Isu bahan berbahaya yang terkandung dalam kosmetik wanita sudah beredar sejak lama. Merkuri, Hydroquinone, adalah bahan-bahan yang sudah terkenal larangannya dalam produk kecantikan.

Sedihnya, sampai sekarang ada saja produsen yang tetap nekat menggunakan bahan berbahaya tersebut agar produknya terlihat sempurna. Namun, alih-alih menjadi cantik, penggunanya justru akan mengalami gangguan kesehatan serius.
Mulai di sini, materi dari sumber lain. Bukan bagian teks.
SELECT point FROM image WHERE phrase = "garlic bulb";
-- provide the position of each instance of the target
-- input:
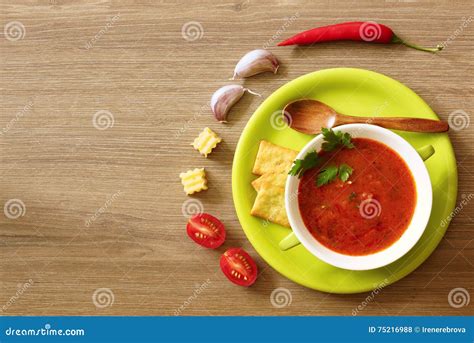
(256, 62)
(226, 97)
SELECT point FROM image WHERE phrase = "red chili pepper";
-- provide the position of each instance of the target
(363, 31)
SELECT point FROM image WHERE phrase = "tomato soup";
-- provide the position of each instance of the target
(367, 213)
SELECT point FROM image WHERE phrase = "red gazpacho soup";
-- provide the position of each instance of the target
(367, 213)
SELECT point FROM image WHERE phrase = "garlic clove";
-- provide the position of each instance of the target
(224, 98)
(256, 62)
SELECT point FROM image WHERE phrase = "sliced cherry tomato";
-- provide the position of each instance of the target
(239, 267)
(206, 230)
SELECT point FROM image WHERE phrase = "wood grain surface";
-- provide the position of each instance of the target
(102, 208)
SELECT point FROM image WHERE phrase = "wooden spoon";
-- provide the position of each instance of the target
(309, 116)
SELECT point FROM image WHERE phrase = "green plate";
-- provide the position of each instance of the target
(353, 92)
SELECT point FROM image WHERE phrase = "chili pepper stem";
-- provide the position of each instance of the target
(396, 39)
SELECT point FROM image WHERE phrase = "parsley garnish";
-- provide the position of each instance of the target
(334, 140)
(344, 172)
(329, 174)
(326, 175)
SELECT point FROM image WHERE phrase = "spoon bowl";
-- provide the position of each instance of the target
(309, 116)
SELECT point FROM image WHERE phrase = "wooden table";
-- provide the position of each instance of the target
(102, 207)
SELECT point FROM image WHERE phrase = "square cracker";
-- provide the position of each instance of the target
(273, 158)
(277, 179)
(270, 204)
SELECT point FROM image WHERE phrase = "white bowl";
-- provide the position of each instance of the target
(411, 235)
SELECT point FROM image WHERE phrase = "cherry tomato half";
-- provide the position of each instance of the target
(239, 267)
(206, 230)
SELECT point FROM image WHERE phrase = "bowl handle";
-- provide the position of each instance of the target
(425, 152)
(291, 240)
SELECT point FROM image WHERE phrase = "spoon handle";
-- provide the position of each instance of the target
(404, 124)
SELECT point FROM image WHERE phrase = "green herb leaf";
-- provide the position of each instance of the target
(344, 172)
(299, 167)
(334, 140)
(326, 175)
Bahkan, ada yang bisa mengganggu masalah kesuburan dan kehamilan, lho, Ma!

Berikut ini juga merupakan bahan berbahaya yang secara tak sadar masih sering kita jumpai dalam produk kecantikan yang beredar di pasaran. Coba kita cermati, yuk, Ma!

Sulfat

Kandungan deterjen ini yang membuat shampo, sabun mandi dan sabun wajah bisa menghasilkan busa. Jadi, jika Mama menyukai ritual bersih-bersih dengan busa yang melimpah, maka sebaiknya kebiasaan itu mulai dihindari.

Permasalahan utama dari kandungan sulfat adalah dapat menyebabkan kulit kering. Apalagi untuk Mama yang memiliki kulit sensitif. Penggunaan sulfat yang berkepanjangan juga dapat menyebabkan pudarnya warna rambut, karena hilangnya kandungan minyak alami rambut yang berfungi sebagai penjaga kutikula rambut.

Phthalates

Sebelum dinyatakan sebagai bahan yang berbahaya, bahan ini dulu dapat ditemukan dalam hair spray dan cat kuku. Sekarang, kandungan phthalates yang masih digunakan dalam produk kosmetik adalah diethylphthalate (DEP) yang berfungsi sebagai bahan melarutkan pewangi.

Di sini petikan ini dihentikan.